So habe ich heute in der Arbeit in einer Sitzung, auf die Bitte meiner Chefin meinen Bericht abzulegen, reagiert. Sie hat mich daraufhin etwas fragend angesehen. Ich hab dann nochmal tief durchgeatmet und im gemeinsamen Gespräch hab ich es dann doch noch geschafft einen Bericht abzulegen. 

Trotzdem gilt immer noch was ich anfangs gesagt bzw hier geschrieben habe. Im Moment ist der Workload wieder heftig. Meine Kollegin hat es heute treffend in wenigen Worten anderen gegenüber erklärt, indem sie meinte ich mache grad zwei Jobs auf einmal. 

Die Einschulung in meinen neuen Job ab Herbst ist schon voll im Gange. Es ist grad viel im Umbruch, wo ich einfach gleich mit dabei sein muss. Bin recht viel grad auswärts unterwegs, viel in Sitzungen, viel Informationen, die alle gespeichert und auf Brauchbarkeit überprüft werden sollen, dazu noch intern viele Diskussionen. All das ist unglaublich wichtig aber auch sehr zeitraubend. Neben dem muss auch die Stelle, die ich ab Herbst aufgebe gut weiterlaufen und auch hier startet nun die Übergabe an die neue Kollegin. 

Es ist so unglaublich viel Neues grad. Ich hab das Gefühl dass ich das nie alles lernen kann. Wenn die Verzweiflung mal wieder recht groß ist dann rufe ich mir immer selbst in Erinnerung, dass meine Kollegin jetzt 8 Jahre lang im gleichen Job gearbeitet hat und es nicht möglich ist, dass ich jetzt alles in kürzester Zeit auch perfekt kann. 

Ich liebe ja Herausforderungen und ich lerne gerne etwas Neues und es macht auch wirklich Spaß. Aber mein eigenes kreiertes Lieblingswort ist „Informationsoverload“, weil genau so fühlt es sich an. Zu viel in zu wenig Zeit!

Veränderungen

Mein Osterurlaub und die Ferien meiner Tochter neigen sich dem Ende zu und ich hätte nicht gedacht, dass sich in einer Urlaubswoche arbeitsmäßig so viel ändern kann.

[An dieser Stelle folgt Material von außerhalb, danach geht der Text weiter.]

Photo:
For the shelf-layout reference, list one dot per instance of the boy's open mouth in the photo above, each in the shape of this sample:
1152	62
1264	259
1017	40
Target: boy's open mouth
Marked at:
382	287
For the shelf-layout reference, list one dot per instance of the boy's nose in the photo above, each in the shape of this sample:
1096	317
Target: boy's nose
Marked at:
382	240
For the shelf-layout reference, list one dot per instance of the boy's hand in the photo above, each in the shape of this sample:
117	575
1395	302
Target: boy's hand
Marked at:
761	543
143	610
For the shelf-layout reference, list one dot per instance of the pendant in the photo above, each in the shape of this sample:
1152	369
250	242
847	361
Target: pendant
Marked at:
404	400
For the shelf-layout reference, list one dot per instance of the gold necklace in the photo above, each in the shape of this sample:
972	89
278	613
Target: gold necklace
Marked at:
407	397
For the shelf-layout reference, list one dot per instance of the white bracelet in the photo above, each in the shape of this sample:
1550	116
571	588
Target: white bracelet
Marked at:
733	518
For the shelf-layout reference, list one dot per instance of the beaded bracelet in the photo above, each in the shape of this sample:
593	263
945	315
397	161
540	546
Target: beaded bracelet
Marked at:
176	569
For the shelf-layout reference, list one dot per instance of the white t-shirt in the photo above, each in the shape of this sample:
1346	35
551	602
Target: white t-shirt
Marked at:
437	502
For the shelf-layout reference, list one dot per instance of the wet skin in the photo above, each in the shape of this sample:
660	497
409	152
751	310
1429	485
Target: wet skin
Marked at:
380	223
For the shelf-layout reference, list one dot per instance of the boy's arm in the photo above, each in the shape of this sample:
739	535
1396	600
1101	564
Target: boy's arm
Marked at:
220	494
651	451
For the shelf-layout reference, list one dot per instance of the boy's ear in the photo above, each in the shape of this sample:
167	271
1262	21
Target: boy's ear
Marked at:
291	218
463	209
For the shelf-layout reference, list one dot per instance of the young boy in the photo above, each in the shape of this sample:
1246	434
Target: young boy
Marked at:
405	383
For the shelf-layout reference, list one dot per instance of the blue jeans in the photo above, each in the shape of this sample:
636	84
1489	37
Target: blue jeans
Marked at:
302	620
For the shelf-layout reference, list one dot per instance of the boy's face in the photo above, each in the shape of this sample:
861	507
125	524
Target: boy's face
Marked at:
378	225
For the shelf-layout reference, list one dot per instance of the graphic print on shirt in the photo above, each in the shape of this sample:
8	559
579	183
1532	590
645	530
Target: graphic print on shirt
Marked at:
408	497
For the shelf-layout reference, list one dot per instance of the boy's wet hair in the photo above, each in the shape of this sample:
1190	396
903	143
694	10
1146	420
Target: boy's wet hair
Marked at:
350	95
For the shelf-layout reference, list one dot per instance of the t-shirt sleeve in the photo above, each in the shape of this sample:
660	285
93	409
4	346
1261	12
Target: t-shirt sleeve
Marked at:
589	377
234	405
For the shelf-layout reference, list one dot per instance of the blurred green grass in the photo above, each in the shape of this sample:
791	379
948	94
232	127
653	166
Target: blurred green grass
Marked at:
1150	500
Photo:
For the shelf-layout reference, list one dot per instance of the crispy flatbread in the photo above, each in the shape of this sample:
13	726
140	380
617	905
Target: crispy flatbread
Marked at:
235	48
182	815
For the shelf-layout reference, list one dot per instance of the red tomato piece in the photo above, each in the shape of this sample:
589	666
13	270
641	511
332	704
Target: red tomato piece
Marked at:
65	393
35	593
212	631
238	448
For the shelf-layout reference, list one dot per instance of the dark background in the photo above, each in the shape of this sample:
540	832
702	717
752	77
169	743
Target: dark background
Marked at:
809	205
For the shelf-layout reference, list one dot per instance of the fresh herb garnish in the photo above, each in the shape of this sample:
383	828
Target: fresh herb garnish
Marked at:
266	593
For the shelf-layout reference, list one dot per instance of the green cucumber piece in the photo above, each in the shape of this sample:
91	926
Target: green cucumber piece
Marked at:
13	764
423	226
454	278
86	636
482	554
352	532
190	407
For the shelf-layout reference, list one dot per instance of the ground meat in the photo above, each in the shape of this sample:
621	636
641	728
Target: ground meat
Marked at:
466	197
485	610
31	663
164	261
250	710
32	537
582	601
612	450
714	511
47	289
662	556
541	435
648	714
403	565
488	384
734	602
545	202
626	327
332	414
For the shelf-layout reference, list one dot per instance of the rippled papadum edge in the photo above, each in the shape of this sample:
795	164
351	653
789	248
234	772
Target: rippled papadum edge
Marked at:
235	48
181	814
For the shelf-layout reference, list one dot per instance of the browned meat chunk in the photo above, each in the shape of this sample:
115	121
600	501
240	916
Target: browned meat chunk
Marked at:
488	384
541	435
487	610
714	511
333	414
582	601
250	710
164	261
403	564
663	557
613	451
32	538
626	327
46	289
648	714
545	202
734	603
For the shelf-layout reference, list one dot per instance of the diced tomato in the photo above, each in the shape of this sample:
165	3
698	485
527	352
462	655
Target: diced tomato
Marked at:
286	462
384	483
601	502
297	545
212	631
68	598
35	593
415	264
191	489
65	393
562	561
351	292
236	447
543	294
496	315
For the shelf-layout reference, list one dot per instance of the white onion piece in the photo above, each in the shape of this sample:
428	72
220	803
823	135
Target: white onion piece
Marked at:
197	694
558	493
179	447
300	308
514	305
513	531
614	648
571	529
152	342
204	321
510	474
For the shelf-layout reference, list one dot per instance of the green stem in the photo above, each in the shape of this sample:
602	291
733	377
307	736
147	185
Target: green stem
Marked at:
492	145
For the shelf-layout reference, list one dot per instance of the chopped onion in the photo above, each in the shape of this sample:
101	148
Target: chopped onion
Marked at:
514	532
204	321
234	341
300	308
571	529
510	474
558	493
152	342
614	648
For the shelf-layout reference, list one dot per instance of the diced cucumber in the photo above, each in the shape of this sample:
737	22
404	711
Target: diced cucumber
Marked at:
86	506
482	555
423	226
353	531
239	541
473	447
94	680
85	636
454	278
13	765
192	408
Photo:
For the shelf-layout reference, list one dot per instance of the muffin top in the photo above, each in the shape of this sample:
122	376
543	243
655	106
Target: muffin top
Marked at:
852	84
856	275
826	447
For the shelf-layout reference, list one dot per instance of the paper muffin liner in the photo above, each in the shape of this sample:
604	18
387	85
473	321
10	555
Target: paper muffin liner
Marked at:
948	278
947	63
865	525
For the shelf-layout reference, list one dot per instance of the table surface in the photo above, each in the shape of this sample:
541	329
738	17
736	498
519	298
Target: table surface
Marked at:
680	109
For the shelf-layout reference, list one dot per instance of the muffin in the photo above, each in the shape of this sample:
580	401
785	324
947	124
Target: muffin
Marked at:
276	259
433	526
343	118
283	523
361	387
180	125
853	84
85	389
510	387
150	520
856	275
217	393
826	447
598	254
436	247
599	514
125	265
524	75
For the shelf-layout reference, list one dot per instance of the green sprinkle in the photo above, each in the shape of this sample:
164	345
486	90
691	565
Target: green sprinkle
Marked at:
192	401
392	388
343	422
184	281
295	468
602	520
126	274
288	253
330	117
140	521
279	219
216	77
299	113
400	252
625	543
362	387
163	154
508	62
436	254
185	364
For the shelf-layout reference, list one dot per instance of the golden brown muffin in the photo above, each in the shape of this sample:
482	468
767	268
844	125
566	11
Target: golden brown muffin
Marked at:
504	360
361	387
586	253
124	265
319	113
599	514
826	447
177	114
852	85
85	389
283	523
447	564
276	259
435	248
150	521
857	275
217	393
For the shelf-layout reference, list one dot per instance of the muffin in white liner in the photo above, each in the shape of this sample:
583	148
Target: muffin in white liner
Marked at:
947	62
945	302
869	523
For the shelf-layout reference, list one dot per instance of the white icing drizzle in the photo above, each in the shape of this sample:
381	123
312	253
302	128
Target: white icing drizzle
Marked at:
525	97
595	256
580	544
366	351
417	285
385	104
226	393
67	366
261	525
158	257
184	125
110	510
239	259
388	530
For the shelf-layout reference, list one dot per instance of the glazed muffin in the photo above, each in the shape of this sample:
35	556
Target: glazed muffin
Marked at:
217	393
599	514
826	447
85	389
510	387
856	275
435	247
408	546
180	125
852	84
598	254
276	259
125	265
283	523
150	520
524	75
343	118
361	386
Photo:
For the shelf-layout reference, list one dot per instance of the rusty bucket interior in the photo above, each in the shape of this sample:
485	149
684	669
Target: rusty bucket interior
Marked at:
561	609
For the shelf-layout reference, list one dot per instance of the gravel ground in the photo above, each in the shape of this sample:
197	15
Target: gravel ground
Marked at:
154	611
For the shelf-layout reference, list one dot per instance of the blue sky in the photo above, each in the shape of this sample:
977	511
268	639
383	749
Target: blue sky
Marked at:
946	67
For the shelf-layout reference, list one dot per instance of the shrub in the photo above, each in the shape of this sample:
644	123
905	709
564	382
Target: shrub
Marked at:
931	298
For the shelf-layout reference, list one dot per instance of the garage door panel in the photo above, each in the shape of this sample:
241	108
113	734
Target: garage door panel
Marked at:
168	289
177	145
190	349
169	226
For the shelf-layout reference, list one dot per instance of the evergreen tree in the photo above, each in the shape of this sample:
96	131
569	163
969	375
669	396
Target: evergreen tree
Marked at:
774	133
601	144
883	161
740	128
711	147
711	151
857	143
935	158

In meinem letzten Eintrag hab ich noch davon geschrieben, dass ich kritisiert habe obwohl das nicht meine Art ist. Auf meine Kritikmail habe ich keine Reaktion erhalten aber vielleicht wollen die Zuständigen das auch lieber persönlich bereden, das wird sich dann am Mittwoch zeigen. Aber trotz allem habe ich im Urlaub nun doch diesen einen Job bekommen, um den es hier gegangen ist und zwar weil die andere gefragte Person abgelehnt hat. 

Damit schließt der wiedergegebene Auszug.